Moving average and moving variance in Batchnorm aren't updated #11965

idofr · 2017-08-02T11:22:20Z

System information

Have I written custom code (as opposed to using a stock example script provided in TensorFlow): No
OS Platform and Distribution (e.g., Linux Ubuntu 16.04): Windows 10
TensorFlow installed from (source or binary): pip
TensorFlow version (use command below): 1.2.1
Python version: 3.5.3
Bazel version (if compiling from source): None
CUDA/cuDNN version: 8/5.1
GPU model and memory: GeForce 1080
Exact command to reproduce:

Describe the problem

I'm using the slim wrapper, which in turn returns an instance of BatchNormalization from layers/normalisation.py. All paramers are set to default, except for scale which is set to True (i.e. adding the gamma scaler). After training, when looking the at the learned parameters, I notice that all the moving means in the network are still 0 while all the moving variances are 1, i.e. they weren't updated.
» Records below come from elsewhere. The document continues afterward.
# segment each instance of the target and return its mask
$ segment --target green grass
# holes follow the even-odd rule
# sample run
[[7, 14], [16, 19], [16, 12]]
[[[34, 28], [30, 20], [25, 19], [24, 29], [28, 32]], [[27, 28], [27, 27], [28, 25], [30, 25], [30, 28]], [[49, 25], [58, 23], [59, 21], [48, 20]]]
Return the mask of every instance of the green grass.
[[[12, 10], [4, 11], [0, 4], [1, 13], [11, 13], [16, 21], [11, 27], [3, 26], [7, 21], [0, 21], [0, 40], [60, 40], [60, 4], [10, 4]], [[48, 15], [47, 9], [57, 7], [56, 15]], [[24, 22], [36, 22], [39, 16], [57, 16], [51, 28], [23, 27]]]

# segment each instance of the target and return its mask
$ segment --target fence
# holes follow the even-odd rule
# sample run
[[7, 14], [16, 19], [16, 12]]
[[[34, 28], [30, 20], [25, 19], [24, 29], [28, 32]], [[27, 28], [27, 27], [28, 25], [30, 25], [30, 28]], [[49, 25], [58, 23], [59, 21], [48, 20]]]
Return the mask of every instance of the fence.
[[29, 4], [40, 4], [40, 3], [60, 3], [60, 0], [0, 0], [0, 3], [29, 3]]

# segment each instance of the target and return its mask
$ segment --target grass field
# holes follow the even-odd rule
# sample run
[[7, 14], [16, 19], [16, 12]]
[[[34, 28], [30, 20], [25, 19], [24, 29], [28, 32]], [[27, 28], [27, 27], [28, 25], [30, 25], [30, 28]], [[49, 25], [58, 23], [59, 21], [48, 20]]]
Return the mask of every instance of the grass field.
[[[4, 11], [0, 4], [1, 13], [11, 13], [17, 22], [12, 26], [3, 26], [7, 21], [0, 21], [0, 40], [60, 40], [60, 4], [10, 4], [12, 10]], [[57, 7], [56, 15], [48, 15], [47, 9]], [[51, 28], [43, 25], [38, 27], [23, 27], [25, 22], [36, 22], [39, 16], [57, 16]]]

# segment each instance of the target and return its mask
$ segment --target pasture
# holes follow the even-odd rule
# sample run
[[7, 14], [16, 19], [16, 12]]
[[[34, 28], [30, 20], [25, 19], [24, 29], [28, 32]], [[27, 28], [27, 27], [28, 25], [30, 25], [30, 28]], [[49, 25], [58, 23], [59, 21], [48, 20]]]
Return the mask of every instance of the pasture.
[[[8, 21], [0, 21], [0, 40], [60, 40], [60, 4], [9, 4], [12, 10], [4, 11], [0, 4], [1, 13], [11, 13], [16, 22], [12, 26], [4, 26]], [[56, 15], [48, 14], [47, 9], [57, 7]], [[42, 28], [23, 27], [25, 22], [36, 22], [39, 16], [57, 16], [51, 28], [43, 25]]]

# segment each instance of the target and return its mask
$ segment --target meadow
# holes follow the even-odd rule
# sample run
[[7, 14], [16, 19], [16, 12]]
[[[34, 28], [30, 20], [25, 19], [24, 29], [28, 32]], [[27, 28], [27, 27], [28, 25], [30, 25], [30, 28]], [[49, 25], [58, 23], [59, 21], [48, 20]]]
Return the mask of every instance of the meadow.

Both variables don't show up in tf.trainable_variables() which might explain the lack of updates. However, since these are not actually learned but rather calculated, I'm not sure whether they would be updated by the optimiser.
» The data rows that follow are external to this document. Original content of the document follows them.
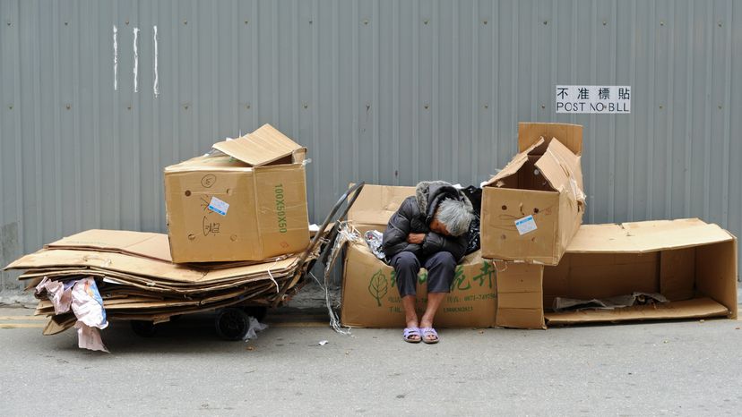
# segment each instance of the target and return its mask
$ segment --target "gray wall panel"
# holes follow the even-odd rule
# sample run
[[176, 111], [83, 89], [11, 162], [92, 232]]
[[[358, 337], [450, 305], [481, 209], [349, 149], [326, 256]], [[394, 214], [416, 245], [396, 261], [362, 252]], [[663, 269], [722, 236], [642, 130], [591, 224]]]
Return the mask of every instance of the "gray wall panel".
[[[350, 182], [479, 183], [537, 120], [586, 127], [586, 221], [738, 235], [740, 22], [733, 0], [0, 0], [0, 261], [164, 232], [162, 168], [263, 123], [309, 148], [314, 221]], [[556, 84], [630, 85], [632, 114], [557, 115]]]

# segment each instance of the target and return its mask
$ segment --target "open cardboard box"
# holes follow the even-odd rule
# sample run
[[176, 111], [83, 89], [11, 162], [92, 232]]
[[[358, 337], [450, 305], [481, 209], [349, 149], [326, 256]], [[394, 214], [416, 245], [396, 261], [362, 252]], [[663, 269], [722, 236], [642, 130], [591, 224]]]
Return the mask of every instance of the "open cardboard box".
[[556, 265], [582, 222], [582, 126], [521, 123], [518, 149], [483, 187], [482, 256]]
[[[738, 315], [737, 238], [716, 225], [695, 218], [584, 225], [559, 265], [543, 267], [542, 277], [538, 271], [530, 276], [513, 275], [511, 280], [516, 284], [513, 285], [505, 281], [506, 274], [499, 273], [504, 268], [497, 266], [500, 303], [497, 317], [501, 326], [522, 327], [517, 321], [505, 322], [507, 318], [503, 309], [507, 296], [503, 292], [510, 292], [513, 303], [520, 306], [515, 311], [520, 315], [516, 316], [525, 319], [528, 307], [538, 311], [534, 302], [541, 280], [542, 305], [548, 311], [544, 315], [548, 325], [708, 317], [736, 319]], [[634, 292], [659, 293], [669, 302], [616, 310], [548, 312], [555, 297], [591, 300]], [[537, 322], [538, 318], [528, 324]]]
[[263, 260], [309, 244], [306, 149], [264, 124], [165, 168], [174, 262]]
[[[384, 232], [392, 215], [415, 187], [364, 186], [348, 220], [360, 232]], [[346, 250], [342, 279], [341, 320], [352, 328], [404, 327], [404, 311], [393, 268], [378, 260], [365, 242], [350, 243]], [[418, 314], [424, 311], [427, 285], [425, 269], [418, 280]], [[496, 311], [496, 271], [479, 251], [464, 258], [456, 268], [451, 293], [436, 314], [441, 328], [495, 325]]]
idofr · 2017-08-02T15:45:56Z

I can't edit my orginal message, so I'll just add a comment.
I tried running the test function with is_training=False (but with the exact same checkpoint as before). The accuracy went from ~98% to roughly 12%.

My theory here is that the batchnorm layer is keeping the mean and variance variables in a different place than it's telling the collection

ppwwyyxx · 2017-08-03T03:09:26Z

You probably forgot this which is written in the document of batch_norm:

  Note: when training, the moving_mean and moving_variance need to be updated.
  By default the update ops are placed in `tf.GraphKeys.UPDATE_OPS`, so they
  need to be added as a dependency to the `train_op`. For example:

    update_ops = tf.get_collection(tf.GraphKeys.UPDATE_OPS)
    with tf.control_dependencies(update_ops):
      train_op = optimizer.minimize(loss)

  One can set updates_collections=None to force the updates in place, but that
  can have a speed penalty, especially in distributed settings.

idofr · 2017-08-03T07:23:03Z

Ok, this was indeed the problem. Many thanks.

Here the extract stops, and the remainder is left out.